The brake system is made by Grimeca and is of the integral type with two 270 mm front discs and a 260 mm rear disc, all with two-piston floating caliper.

The engine is the Piaggio Master 500 of 460 cm^{3} single cylinder and single shaft 4 valves liquid cooled and four stroke which delivers 40 HP at 7250 rpm and 42 Nm of torque at 6000 rpm powered by electronic injection combined with transmission at continuous centrifugal variator speed, with automatic centrifugal clutch. The engine at its debut was homologated Euro 2. The declared weight is 204 kg. The front and rear tires are 16”.

In January 2007, the Euro 3 approved GT 500 was presented.

The GT 500 remained in production until 2010 with the 460 cm^{3} Master engine.
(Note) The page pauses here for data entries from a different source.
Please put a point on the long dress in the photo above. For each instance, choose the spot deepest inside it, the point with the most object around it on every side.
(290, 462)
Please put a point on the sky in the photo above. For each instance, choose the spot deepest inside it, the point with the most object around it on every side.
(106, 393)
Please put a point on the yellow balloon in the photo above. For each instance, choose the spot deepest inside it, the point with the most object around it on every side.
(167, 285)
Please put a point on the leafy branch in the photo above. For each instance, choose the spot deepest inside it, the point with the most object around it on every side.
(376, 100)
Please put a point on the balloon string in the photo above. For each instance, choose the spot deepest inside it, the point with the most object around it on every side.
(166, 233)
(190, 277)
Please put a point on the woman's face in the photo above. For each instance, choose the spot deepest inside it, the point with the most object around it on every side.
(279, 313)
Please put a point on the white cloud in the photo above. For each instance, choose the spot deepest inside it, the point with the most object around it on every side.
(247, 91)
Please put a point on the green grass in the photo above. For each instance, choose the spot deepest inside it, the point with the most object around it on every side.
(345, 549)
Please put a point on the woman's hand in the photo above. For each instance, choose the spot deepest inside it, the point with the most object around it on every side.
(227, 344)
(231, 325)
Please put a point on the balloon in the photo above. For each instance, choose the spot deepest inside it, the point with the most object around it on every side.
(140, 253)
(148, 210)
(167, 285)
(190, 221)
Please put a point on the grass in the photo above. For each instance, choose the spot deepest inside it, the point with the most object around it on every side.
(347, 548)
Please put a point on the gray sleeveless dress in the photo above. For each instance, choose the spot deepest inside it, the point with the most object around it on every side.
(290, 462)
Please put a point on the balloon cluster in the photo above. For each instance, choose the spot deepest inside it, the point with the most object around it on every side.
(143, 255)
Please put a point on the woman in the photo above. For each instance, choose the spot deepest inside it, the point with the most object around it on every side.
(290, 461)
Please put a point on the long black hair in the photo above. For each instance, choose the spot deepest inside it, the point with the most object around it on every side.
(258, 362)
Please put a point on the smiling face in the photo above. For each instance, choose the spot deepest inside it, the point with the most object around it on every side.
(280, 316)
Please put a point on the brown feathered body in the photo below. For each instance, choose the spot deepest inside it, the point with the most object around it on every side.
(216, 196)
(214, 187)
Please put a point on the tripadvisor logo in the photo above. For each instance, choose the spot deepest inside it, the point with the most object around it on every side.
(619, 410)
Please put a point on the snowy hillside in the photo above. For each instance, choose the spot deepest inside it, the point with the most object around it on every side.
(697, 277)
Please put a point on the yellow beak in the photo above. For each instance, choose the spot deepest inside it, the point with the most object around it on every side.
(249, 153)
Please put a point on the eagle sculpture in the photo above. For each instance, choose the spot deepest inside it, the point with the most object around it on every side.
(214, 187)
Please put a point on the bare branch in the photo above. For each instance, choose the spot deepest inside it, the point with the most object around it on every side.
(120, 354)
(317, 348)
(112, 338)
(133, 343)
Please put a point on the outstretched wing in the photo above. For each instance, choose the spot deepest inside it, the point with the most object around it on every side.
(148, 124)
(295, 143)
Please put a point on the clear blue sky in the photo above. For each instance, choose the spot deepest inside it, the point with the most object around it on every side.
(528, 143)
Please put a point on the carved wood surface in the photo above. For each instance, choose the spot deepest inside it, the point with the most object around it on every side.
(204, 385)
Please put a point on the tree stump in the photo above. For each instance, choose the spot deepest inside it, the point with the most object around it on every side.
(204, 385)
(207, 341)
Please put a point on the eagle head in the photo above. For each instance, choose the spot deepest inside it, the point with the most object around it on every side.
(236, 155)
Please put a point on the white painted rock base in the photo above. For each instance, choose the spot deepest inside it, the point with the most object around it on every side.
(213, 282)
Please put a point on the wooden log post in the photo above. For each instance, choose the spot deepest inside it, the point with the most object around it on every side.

===Spidermax RS 500 (2007-2011)===
A slight restyling was presented at EICMA in November 2007 and put on sale from December; on that occasion a second variant is also introduced, the RS 500 with a sportier characterization which joins the GT 500 model. The renewed Spidermax presents a new front shield with an unprecedented grille, new graphics for the instrument cluster and new 493 cm^{3} Euro 3 approved Piaggio Master engine which delivers 30.5 kW (41 HP) at 7250 rpm and 45 Nm of torque at 6000 rpm. The lateral chrome plating that characterizes the GT version is not present on the RS version.

A weakened variant with 24.5 kW (33 HP) at 6500 rpm was offered for A1 license holders and drivable from 18 years of age.

Production of the Spidermax RS 500 ends in April 2011 following the closure of the company.